Business Location, Size, and Growth Strategies

Business Location

Concept and Target Location

Concept: The place chosen by the employer to locate physically productive activity. This is a major strategic decision in the field, a productive and long-term decision.

Objective: To minimize costs and maximize profitability through commercial and industrial location choices.

Centralization and Decentralization

Concentrating everything in one place or deconcentrating it into various units of lower size. Decentering types include:

  • Horizontal: Several plants dedicated to the production process.
  • Vertical: Each building or facility handles a certain stage of production.

Factors Influencing Industrial Location

  1. Availability of industrial land and its cost.
  2. Access to the supply of raw materials.
  3. Availability of manpower.
  4. Existence of supporting industries.
  5. Existence of transport infrastructure.
  6. Distances between centers of origin and stores.
  7. Official rules for each site.

Factors Influencing Business Location

Consider action radius and threshold, including:

  1. Purchasing power of the population.
  2. Surrounding population density.
  3. Local visibility.
  4. Ease of communication.
  5. Easy parking.
  6. Existence of complementary activities.
  7. Situation in areas of high traffic and pedestrian safety.
  8. Shopping area image.
  9. Direction showing the expansion of the city.
  10. Presence of tourism.

Nelson Model

A qualitative or quantitative model considering factors such as:

  1. Potential commercial area (open bank accounts, etc.).
  2. Accessibility (public transport to the site, etc.).
  3. Growth potential (trend of land use for retail stores, etc.).
  4. Barriers to business (business competition between the commercial and the site).
  5. Cumulative power of attraction (the study of nearby businesses).
  6. Study of risk of competition (competitive system: 1.5 km distance away from non-pose an obstacle).
  7. Local economy (analysis yield).

Business Size

From the standpoint of their size, companies can be small, medium, or large. There are many criteria for classifying them, such as:

  • Number of employees
  • Volume of sales
  • Company assets
  • Value added

Classifying them can be problematic, so investigations choose either one or a combination thereof.

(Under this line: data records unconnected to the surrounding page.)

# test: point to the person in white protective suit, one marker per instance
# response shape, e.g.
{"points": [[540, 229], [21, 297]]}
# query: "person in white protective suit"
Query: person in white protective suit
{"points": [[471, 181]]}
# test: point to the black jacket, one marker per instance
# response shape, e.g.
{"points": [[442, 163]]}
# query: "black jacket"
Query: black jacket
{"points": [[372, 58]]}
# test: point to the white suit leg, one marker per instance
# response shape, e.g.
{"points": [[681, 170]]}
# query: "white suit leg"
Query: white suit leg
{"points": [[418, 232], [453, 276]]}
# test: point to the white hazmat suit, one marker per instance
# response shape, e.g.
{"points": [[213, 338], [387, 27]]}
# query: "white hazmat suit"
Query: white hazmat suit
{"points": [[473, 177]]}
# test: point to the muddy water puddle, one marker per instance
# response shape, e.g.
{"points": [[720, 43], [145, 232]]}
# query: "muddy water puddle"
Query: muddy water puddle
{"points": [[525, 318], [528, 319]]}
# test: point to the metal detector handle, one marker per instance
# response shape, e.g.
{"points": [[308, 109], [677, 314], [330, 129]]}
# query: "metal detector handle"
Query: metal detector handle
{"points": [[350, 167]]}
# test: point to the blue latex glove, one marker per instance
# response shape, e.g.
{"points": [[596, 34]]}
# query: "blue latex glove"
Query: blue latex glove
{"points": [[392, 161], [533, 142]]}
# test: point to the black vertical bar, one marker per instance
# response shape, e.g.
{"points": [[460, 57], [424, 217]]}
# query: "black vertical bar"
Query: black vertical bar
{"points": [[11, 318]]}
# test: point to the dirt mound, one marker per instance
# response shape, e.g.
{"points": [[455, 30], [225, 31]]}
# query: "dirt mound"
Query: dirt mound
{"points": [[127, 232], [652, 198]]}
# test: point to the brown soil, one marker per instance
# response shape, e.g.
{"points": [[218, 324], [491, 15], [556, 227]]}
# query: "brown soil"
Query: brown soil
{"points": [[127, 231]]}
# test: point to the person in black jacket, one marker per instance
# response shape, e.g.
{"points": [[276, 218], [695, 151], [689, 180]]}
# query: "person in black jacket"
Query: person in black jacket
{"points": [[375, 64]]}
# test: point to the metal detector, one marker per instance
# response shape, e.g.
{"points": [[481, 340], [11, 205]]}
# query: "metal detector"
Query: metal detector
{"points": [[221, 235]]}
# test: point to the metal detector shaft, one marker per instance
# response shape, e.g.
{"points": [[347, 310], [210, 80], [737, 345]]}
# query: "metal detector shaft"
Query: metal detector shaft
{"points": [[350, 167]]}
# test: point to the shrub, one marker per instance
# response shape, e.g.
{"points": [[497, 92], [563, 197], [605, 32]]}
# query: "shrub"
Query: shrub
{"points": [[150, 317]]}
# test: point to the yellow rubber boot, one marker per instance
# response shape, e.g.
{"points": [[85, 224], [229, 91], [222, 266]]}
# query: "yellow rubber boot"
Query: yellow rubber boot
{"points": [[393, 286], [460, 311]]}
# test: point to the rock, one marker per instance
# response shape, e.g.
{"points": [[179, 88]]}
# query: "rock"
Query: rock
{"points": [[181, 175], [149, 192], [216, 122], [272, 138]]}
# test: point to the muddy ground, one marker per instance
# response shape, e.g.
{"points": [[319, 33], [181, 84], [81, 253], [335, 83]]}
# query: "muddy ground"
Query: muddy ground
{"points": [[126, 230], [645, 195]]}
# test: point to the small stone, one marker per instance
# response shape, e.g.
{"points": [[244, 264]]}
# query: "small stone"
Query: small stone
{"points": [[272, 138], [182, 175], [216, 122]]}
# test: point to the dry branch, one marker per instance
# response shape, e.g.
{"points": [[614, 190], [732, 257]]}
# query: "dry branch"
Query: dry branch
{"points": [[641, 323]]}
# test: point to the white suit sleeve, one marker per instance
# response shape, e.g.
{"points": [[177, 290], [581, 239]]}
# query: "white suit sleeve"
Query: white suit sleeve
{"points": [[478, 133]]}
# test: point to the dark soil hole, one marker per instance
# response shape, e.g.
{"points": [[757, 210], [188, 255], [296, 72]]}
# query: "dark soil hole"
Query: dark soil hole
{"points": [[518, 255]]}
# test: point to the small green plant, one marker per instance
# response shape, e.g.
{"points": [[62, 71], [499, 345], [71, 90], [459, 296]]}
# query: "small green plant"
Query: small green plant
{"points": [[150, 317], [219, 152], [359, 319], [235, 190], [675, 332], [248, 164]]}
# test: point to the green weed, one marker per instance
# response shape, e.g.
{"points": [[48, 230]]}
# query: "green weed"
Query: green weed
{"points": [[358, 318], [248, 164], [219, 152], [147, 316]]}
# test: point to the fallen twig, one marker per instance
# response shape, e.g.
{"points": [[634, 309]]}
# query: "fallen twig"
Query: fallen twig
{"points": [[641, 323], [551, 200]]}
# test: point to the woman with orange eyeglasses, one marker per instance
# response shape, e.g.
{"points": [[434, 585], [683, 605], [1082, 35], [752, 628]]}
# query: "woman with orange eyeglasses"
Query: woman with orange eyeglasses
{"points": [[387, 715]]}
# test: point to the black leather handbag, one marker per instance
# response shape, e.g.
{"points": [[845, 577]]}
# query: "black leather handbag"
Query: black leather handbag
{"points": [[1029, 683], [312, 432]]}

Solutions for Determining Size

  1. Legal and Regulatory: Audit requirements based on size. Criteria include: number of employees (50+), turnover (5.7M+), total assets (2.85M+).
  2. Multi-value: Combination of criteria using a weighted sum (VM = sum x weighting).
  3. Quantitative vs. Qualitative: Small business characteristics include: A minority share of the market, activity that doesn’t affect the country, personal direction by owners, no hired managers, and self-external control.

Business Size and Profitability

There are many studies on this relationship. Classic economic theory suggests the existence of an optimum size where unit production costs are minimal. Economies of scale are an additional argument in favor of the positive relationship between dimensions and income; however, this relationship could not be confirmed in practice.

Economies of Scale

Robinson identified four groups of factors that constitute advantages for companies that increase their size:

  1. Technical Factors: Division of labor, integration of production processes.
  2. Financial Factors: Big businesses generate more financial resources than small ones.
  3. Commercial Factors: Economies of scale allow large companies to get good publicity and promotion.
  4. Leadership Factors: The division of labor makes management functions decentralized, providing an advantage to workers.
  5. Risk Factors: May take greater risks because of diversification.

Q theory relates the critical dimension and profitable growth. Gibrat says that a company can be influenced by various random factors (law of proportionate effect). These studies have resulted in some positive cases and negative in others.

Business Growth Strategies

Growth can be:

  • Domestic: Increased production capacity.
  • External: Acquisition, control, merger.

Another Classification of Growth Strategies

  1. Market Penetration Strategies: Identifying opportunities for growing the existing market.
  2. Expansion Strategy: Moving towards the development of existing products and traditional markets.
  3. Diversification Strategy: Entering new markets and adding new products.